To process short-read sequencing data with GRAPE-NF, use the following command:
nextflow -bg run grape-nf -r 78fd890 --rsemSkipCi --index /nfs/users/rg/scarbonell/TFM/short_reads/metadata.tsv --genome /nfs/users/rg/projects/references/Genome/H.sapiens/GRCh38/GRCh38.p13.primary_assembly.genome.fa.gz --annotation /nfs/users/rg/projects/references/Annotation/H.sapiens/gencode43/gencode.v43.primary_assembly.annotation.gtf.gz --rg-platform ILLUMINA --rg-center-name CRG -resume -c /software/rg/grape/config/rg.singularity.dsl2.config > pipeline.log
-
FLAIR Modules for Splicing Events and Isoform Usage:
-
FLAIR modules were employed to analyze splicing events and isoform usage.
flairMODULE6.withSRsupport.sh
flair.diff.iso.usage.KNOWN.filteredDATA.bash.sh
-
-
Fisher Test for Splicing Events:
-
To conduct Fisher tests on splicing events:
diffsplice.fishers.exact.sh
-
In addition to the abovementioned tools, R scripts were utilized for further analysis and to generate data visualisations. These R scripts were crucial in providing insights and facilitating data interpretation.
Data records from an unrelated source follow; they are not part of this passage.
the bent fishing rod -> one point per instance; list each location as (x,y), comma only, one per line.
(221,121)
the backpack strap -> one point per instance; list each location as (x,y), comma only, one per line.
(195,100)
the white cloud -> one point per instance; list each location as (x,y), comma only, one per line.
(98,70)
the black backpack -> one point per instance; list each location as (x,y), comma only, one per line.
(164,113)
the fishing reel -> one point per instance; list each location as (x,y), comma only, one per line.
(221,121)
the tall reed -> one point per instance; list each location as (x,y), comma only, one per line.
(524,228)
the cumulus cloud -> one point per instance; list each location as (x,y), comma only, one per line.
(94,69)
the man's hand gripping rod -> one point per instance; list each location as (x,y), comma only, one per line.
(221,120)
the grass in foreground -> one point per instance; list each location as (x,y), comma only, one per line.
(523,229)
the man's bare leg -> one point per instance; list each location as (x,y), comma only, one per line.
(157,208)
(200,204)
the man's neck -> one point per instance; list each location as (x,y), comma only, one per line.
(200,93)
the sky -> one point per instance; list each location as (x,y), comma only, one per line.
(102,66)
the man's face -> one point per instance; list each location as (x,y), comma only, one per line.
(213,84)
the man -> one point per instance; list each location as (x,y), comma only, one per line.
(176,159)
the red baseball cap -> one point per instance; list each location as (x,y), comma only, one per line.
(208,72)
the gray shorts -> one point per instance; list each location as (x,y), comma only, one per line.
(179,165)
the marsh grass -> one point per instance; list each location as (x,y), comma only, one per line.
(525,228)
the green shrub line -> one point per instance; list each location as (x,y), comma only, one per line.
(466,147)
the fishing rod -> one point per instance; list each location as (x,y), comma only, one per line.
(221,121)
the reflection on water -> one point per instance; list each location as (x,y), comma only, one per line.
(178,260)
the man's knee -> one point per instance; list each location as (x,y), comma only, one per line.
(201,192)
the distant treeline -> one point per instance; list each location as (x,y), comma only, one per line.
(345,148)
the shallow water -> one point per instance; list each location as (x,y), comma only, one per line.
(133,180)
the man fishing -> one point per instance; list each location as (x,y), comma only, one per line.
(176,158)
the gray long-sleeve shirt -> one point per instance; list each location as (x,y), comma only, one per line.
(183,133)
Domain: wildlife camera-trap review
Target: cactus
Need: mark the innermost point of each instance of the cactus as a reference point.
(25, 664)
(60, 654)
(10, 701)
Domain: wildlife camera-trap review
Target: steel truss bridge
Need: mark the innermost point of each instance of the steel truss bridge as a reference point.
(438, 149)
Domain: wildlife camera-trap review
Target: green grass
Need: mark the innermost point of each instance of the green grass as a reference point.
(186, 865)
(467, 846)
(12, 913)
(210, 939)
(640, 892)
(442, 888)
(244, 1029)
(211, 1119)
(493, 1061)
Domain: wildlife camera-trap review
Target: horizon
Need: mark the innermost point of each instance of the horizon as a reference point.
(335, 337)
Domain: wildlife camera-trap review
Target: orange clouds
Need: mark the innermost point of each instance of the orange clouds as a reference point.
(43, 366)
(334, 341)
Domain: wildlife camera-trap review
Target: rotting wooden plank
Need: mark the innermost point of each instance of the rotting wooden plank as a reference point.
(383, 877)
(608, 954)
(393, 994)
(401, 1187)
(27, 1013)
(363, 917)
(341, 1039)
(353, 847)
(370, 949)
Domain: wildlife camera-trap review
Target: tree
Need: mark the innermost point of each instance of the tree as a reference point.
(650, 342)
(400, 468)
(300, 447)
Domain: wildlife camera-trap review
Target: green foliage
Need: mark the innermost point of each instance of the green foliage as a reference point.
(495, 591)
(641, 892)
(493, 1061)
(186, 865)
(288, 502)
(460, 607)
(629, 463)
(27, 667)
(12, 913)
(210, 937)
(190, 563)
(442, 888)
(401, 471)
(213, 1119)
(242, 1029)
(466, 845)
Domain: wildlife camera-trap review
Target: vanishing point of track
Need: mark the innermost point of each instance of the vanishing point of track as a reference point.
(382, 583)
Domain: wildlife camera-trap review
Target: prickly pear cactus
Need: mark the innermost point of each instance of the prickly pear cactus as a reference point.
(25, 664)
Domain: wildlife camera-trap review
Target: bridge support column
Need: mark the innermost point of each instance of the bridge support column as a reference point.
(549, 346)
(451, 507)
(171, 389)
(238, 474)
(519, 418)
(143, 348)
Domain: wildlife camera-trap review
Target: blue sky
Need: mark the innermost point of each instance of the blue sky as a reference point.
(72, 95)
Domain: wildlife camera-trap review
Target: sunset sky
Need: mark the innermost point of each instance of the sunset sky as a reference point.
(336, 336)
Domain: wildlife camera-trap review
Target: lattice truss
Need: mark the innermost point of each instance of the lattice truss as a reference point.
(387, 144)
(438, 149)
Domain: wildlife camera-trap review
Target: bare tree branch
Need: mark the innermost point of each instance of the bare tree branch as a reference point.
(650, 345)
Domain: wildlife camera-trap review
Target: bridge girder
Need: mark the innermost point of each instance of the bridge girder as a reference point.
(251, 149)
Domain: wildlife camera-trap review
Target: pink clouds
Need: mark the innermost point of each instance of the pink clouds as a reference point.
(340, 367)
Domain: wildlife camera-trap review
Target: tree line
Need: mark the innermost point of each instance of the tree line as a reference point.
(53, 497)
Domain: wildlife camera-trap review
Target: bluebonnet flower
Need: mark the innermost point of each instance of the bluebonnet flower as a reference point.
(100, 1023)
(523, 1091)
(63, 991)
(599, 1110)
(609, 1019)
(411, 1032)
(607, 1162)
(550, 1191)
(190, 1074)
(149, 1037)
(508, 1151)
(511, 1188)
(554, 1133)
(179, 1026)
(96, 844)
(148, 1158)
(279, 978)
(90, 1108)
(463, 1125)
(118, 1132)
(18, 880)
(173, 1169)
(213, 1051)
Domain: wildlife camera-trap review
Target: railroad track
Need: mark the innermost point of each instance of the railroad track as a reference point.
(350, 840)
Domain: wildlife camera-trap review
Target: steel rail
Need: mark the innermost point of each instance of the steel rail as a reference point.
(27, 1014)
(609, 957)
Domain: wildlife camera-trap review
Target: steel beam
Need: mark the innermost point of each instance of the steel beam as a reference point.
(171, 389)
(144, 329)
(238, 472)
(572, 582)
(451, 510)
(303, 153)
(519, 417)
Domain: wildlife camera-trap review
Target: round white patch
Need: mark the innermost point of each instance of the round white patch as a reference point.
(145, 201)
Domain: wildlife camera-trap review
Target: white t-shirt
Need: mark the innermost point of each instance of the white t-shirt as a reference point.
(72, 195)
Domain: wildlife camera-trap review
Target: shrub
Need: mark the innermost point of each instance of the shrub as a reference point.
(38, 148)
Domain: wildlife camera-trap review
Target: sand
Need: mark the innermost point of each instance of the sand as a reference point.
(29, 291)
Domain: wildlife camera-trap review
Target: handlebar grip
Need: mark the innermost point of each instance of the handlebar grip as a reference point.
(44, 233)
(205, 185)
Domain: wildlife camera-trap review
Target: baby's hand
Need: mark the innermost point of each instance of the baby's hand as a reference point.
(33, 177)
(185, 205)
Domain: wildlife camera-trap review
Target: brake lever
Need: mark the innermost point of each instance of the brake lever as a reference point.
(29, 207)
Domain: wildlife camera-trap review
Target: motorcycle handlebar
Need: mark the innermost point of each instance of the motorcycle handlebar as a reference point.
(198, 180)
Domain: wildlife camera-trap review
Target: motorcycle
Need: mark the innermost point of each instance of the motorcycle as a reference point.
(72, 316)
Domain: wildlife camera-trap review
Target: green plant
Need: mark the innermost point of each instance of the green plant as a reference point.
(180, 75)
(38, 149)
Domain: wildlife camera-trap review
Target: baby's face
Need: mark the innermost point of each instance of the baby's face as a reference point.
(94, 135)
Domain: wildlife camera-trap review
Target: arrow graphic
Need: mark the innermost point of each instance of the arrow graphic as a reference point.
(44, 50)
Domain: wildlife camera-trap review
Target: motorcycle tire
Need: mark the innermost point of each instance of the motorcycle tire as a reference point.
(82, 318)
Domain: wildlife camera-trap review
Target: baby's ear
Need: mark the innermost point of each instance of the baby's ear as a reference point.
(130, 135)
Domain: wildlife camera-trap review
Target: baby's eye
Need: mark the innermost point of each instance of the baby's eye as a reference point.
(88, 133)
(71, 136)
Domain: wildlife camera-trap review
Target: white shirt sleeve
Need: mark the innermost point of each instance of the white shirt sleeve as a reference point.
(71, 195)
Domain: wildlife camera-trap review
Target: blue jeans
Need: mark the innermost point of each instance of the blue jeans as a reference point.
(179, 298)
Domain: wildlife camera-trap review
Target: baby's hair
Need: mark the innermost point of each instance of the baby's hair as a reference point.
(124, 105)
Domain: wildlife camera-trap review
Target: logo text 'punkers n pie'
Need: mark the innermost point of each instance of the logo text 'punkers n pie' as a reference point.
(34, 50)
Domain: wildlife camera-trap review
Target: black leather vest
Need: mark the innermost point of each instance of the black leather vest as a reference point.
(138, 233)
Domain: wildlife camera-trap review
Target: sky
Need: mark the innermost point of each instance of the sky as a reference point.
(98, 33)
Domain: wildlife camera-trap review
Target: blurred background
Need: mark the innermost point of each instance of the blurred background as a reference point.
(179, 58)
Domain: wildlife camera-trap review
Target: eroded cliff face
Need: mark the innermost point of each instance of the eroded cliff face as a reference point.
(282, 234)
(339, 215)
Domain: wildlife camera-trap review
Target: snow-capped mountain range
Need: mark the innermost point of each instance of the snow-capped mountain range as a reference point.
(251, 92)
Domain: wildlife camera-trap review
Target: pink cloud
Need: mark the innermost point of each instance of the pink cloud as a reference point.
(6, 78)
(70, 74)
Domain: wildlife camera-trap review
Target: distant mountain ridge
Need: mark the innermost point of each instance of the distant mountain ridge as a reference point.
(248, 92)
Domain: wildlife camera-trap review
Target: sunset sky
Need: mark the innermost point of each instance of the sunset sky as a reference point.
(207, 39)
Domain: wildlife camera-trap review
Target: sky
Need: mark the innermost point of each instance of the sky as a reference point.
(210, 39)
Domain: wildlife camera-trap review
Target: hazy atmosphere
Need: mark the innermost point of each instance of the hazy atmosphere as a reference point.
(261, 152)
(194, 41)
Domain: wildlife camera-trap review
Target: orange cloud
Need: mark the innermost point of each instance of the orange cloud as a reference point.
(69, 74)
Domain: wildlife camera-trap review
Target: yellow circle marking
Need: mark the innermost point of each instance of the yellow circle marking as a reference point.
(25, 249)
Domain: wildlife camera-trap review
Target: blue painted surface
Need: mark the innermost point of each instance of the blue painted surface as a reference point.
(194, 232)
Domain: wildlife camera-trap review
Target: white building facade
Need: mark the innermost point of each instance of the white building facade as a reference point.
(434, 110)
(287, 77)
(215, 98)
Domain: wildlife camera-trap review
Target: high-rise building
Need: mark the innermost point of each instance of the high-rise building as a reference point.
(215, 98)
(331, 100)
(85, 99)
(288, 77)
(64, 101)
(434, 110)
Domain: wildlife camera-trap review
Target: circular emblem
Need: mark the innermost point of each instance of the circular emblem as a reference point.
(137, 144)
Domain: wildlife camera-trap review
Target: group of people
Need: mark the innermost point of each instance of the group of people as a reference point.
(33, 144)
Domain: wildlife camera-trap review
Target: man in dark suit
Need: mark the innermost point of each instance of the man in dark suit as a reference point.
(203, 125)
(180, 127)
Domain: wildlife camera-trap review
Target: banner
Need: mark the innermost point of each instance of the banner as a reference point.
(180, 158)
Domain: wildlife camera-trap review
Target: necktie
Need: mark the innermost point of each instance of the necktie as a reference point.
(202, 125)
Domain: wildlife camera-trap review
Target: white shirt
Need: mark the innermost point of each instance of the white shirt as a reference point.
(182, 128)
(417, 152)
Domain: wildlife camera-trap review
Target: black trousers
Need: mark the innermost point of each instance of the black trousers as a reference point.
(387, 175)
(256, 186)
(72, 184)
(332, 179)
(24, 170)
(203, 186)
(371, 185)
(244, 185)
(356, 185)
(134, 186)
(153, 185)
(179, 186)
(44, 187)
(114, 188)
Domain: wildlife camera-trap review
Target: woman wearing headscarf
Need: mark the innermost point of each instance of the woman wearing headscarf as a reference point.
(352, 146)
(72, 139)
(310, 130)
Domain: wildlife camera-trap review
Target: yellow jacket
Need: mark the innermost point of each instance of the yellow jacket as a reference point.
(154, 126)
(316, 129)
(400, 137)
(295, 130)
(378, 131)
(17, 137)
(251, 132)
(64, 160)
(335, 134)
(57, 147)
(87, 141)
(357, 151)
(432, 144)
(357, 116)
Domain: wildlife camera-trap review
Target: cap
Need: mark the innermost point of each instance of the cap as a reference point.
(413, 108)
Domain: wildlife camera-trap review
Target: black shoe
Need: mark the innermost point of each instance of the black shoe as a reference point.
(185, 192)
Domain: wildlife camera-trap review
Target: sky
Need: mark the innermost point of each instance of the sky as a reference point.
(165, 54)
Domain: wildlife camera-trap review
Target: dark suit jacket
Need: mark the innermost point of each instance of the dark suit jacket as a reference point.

Please refer to the specific R script files for detailed information on the analyses conducted and the visualizations produced.
-
Long-Read Data Visualization:
-
For long-read sequencing data, the FLAIR align module was run independently for each sample to obtain separate BAM files for data visualization.
flair.align.singlebams.sh
-
-
Short-Read Data Visualization:
- Separate BAM files from short-read sequencing data were obtained directly from Grape-nf output.
-
BAM File Merge:
- Samtools was used to merge sample replicate BAM files from different compartments prior to data visualization.
-
Splicing Events and Isoform Usage Visualization:
-
USCS browser and IGV were used to inspect splicing events and isoform usage. The exact coordinates for plotting were extracted and utilized to run the sushi function on ggsashimi.
run.ggsashimi.sh
-
-
PCA_scaled_centered.R:
- Purpose: Build scaled and centered PCAs for LRonly and SRsupported data.
-
Rscript_different_isoform_usage.R:
- Purpose: Perform different isoform usage analysis.
-
Splicing_events.R:
- Purpose: Analyze splicing events (IR, ES, Alt3, and Alt5).
-
Upset_plots_addingGENCODE.R:
- Purpose: Prepare upset plots of isoform counts and GENCODE for LRonly and SRsupported data.
-
PLOT_regression_plots_replicates.R:
- Purpose: Generate regression plots for LRonly and SRsupported data.
-
flairMODULE123.sh:
- Purpose: Bash script to run FLAIR along, correct, and quantify modules from independent long-read fastq by simultaneously processing all samples and building a unique set of transcript models.
-
flairMODULE4.sh:
- Purpose: Bash script to run FLAIR quantify module, which performs isoform quantifications matrix from transcript models file.
-
run.intronProspector.sh:
- Purpose: From BAM/SAM generates a list of splicing junctions (SJs).
-
sqanti3.withSRsupport.sh:
- Purpose: Bash script to run SQANTI3 (example for short-read supported data).
-
run.sqanti.filter.known.sh:
- Purpose: Filter known genes using SQANTI categories.
-
flairMODULE6.withSRsupport.sh:
- Purpose: Bash script to run FLAIR diffSplice - module 6 (example for short-read supported data).
-
flair.diff.iso.usage.KNOWN.filteredDATA.bash.sh:
- Purpose: Bash script to run FLAIR different isoform usage tool (example for known genes filtered data).
-
diffsplice.fishers.exact.sh:
- Purpose: Compute Fisher test on splicing events.
-
flair.align.singlebams.sh:
- Purpose: From long-read fastq, generates single BAMs for each sample using FLAIR align module 1.
-
run.ggsashimi.sh:
- Purpose: Uses sushi function to generate ggsashimi plots.